Later additions and remodelling indicate that it was built in the Gothic period. In 1271, a Bavarian ministerial named Hugo von Kallmünz was documented and in the House Contract of Pavia, the castle was first mentioned as belonging to the Wittelsbachs in 1329. Construction work that Count Palatine Rupert I had carried out in 1351 probably related to the 1.2-metre-thick ring wall with its semi-circular towers. The late Gothic moat with gatehouse is dated to the 15th century. During the Landshut War of Succession, Palatinate troops set fire to the castle in 1504. After its reconstruction during the Thirty Years' War in 1633, it was first plundered by imperial troops, then finally destroyed by fire by Swedish troops in 1641 and then served as a quarry. In 1793, the castle became municipal property and has been renovated several times since the end of the 19th century.
There were many other interesting details in the castle complex, which would go beyond the scope of this article. However, anyone interested should note that the walk up to the castle complex is definitely worth it, especially since the view of the town of Kallmünz and the confluence of the Naab and Vils with the colours of the surrounding forests is really impressive. Colours and shadow situations change depending on the position of the clouds and the sun, even the reflections on the water are impressive.
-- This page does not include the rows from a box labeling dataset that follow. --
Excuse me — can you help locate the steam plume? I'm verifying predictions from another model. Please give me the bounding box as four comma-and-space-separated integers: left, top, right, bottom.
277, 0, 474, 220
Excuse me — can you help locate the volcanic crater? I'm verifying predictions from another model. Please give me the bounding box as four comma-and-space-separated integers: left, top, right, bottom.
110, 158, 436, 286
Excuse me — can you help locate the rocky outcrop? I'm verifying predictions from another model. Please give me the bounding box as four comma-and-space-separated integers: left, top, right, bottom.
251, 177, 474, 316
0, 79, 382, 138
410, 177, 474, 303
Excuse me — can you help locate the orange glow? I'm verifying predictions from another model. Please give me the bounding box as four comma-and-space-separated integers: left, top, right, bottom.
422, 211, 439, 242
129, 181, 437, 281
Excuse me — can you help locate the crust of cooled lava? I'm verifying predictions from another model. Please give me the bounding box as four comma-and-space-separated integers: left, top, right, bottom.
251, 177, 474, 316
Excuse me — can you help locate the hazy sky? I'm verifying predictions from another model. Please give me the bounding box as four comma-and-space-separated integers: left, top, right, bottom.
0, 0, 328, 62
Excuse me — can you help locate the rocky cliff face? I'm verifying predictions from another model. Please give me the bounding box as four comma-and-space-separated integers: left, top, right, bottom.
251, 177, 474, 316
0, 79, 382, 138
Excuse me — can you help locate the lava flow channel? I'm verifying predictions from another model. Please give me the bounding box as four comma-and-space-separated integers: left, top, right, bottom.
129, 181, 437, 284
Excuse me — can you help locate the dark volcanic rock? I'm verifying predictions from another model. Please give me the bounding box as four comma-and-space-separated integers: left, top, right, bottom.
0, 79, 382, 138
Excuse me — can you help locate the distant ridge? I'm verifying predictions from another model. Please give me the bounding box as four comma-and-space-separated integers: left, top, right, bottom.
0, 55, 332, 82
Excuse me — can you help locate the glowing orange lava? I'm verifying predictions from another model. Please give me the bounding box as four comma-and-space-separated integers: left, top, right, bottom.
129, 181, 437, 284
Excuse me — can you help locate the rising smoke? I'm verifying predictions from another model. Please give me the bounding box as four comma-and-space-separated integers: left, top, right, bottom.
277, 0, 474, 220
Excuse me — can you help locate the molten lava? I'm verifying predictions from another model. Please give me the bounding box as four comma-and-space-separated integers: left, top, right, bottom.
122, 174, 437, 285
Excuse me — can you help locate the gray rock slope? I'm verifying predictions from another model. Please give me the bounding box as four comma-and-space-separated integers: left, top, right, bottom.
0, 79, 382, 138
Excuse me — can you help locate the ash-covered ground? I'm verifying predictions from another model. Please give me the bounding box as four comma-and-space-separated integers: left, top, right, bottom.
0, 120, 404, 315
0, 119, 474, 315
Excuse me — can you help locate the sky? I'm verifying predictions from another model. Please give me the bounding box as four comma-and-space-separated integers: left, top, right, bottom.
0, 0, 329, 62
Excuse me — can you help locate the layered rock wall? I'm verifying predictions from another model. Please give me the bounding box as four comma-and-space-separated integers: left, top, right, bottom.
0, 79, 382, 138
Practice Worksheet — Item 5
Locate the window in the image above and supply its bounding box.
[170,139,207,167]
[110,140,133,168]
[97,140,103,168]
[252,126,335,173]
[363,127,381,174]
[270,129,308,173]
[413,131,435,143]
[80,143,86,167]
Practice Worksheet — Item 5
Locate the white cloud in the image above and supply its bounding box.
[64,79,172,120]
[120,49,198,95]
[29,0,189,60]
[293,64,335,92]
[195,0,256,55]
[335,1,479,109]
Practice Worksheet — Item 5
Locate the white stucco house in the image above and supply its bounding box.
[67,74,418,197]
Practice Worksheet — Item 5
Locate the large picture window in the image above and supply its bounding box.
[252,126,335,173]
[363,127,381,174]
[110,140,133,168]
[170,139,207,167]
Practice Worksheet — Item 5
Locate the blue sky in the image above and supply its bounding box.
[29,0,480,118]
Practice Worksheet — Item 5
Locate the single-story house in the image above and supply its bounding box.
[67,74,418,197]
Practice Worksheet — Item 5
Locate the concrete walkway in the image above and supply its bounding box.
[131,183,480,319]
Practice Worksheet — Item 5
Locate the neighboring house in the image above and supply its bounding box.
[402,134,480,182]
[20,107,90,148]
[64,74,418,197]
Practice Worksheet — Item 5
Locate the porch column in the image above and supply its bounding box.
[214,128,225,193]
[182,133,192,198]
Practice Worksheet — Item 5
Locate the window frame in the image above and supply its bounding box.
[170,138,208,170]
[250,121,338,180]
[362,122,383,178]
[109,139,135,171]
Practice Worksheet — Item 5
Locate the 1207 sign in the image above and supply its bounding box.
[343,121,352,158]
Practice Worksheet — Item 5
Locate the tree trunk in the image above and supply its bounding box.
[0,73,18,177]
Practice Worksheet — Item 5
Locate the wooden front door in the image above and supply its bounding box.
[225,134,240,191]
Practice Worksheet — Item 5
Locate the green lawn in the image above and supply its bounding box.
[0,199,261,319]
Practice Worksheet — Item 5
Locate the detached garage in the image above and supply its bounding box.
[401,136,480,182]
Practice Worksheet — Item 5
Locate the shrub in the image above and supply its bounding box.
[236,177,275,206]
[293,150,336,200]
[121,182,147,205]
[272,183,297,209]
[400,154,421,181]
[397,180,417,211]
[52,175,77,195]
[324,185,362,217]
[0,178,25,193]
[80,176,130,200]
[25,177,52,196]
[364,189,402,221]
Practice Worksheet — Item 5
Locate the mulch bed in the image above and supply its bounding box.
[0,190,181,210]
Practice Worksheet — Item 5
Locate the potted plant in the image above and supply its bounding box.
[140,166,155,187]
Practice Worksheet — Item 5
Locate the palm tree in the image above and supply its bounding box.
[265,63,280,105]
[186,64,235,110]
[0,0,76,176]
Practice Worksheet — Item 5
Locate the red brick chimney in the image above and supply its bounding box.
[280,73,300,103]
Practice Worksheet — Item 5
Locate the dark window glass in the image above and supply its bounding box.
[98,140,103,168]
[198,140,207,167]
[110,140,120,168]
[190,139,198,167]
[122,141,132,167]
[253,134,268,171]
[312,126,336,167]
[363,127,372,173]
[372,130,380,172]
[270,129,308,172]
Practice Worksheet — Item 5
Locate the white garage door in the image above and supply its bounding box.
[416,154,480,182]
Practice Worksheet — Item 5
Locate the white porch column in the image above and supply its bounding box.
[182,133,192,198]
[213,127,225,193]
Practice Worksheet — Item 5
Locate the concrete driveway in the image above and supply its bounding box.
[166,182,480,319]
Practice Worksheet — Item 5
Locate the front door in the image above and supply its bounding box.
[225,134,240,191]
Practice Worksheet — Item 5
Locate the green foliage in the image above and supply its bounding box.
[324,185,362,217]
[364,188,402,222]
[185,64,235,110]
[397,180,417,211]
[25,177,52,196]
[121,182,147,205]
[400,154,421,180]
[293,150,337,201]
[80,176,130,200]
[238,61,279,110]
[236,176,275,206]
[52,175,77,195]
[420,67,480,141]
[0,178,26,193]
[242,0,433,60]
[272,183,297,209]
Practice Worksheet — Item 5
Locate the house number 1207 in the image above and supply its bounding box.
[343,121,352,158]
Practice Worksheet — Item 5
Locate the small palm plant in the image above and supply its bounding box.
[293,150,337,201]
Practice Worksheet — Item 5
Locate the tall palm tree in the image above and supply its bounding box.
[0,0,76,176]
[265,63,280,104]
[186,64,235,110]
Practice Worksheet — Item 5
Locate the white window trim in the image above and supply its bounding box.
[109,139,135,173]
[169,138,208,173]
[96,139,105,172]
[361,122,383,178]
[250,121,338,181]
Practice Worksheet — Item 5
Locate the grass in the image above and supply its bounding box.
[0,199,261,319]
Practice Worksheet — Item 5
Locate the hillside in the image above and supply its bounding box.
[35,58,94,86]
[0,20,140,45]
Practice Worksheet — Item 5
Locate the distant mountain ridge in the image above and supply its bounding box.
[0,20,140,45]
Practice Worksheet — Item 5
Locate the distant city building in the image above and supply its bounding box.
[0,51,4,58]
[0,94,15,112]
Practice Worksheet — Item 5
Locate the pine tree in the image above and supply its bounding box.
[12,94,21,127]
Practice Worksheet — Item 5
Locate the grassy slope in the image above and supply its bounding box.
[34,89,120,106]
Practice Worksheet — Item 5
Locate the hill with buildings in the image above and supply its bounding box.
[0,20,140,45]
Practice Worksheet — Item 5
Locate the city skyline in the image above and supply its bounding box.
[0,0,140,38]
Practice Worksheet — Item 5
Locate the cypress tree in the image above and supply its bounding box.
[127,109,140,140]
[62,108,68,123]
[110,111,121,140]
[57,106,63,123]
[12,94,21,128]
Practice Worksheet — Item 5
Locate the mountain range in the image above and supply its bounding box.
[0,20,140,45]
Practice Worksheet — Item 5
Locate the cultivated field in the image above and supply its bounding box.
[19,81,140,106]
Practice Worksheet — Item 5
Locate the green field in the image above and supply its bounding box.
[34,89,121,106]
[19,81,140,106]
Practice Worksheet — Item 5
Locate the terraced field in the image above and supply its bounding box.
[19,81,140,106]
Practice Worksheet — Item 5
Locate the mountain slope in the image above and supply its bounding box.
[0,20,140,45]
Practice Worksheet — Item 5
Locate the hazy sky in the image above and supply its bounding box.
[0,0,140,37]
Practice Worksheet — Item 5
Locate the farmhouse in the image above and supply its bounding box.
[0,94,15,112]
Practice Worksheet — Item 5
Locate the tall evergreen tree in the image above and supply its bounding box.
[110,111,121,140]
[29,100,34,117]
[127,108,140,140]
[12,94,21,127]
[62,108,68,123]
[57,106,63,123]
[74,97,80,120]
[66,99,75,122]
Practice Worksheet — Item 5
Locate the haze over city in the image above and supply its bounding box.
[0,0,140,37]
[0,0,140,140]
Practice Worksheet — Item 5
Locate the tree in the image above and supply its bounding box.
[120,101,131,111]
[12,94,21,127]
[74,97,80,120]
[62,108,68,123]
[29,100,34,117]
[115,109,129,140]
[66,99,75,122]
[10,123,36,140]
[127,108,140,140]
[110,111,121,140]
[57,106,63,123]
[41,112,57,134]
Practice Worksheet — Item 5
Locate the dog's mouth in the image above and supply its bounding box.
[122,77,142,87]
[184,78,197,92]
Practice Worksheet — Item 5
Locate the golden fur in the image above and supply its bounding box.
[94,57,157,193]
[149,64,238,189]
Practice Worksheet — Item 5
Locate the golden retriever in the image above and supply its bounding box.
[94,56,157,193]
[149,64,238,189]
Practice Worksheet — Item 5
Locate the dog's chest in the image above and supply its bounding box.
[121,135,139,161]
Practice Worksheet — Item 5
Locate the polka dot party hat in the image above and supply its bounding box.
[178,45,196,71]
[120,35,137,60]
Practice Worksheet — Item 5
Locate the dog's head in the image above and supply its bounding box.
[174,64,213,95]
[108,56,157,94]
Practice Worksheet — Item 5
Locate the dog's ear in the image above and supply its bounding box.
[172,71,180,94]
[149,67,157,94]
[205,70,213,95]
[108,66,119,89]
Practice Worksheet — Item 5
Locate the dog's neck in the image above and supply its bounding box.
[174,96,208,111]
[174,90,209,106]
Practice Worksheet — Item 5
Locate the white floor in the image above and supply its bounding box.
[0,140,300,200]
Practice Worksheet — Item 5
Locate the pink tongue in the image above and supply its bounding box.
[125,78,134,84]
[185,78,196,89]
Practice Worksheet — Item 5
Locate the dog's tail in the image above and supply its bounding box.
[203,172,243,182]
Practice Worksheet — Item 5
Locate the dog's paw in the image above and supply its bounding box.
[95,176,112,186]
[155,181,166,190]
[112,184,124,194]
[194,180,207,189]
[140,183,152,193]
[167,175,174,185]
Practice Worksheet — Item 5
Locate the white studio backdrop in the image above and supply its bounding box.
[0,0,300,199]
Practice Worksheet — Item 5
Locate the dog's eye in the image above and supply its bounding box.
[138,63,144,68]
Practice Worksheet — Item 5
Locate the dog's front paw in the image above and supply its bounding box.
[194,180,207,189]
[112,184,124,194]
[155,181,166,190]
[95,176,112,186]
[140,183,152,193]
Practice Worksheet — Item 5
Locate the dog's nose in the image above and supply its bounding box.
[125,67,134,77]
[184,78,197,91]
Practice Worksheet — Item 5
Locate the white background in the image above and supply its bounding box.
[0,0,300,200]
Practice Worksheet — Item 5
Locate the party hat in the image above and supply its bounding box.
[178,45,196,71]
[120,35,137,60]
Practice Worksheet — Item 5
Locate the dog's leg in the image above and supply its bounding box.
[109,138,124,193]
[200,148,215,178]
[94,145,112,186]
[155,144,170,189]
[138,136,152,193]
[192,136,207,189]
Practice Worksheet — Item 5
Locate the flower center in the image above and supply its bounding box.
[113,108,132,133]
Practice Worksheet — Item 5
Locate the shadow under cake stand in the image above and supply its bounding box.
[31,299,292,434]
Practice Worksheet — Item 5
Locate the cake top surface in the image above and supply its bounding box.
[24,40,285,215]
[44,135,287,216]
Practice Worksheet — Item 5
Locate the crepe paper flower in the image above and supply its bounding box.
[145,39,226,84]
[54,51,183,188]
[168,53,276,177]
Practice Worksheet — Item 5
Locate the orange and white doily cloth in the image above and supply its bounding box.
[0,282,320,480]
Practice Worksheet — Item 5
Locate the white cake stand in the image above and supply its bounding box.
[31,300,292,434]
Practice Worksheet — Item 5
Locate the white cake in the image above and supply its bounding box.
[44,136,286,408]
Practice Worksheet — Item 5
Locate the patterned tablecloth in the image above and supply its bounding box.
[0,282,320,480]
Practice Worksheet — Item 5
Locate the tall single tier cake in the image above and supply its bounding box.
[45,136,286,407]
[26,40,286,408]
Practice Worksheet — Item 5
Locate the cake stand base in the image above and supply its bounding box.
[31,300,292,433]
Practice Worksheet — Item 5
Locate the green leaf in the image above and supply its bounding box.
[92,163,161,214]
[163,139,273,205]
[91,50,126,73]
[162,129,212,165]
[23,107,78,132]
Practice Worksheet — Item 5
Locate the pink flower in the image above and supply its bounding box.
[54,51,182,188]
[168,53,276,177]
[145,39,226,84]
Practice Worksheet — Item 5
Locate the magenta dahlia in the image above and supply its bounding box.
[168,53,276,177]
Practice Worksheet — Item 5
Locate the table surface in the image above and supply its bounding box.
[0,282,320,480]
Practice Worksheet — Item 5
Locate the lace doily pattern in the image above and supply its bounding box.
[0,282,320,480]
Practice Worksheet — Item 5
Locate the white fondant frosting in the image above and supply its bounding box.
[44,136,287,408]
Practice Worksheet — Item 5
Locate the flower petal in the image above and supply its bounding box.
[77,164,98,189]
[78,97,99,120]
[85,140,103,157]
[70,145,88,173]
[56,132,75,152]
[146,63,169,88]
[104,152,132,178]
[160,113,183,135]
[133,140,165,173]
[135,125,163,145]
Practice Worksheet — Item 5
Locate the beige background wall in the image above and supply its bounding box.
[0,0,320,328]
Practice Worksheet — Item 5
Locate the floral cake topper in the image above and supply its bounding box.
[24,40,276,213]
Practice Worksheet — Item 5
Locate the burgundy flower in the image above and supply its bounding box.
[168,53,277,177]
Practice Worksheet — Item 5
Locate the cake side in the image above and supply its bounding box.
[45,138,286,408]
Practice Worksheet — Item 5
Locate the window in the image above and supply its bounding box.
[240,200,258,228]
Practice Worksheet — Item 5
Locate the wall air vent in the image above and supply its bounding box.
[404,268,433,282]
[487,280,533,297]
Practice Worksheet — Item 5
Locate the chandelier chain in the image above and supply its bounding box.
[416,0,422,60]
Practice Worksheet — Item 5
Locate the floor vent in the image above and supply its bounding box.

We were quickly back at the Pielenhofen campsite
We stayed for a while on a bench directly above the town, which offered this wonderful view.
For the descent we used the alternative route described above, so that we quickly got back to our bikes. The return journey along the Naab was no longer interrupted by frequent photography, so that we were quickly back at the Pielenhofen campsite. A worthwhile day trip by bike, which can be extended if desired. Recommended.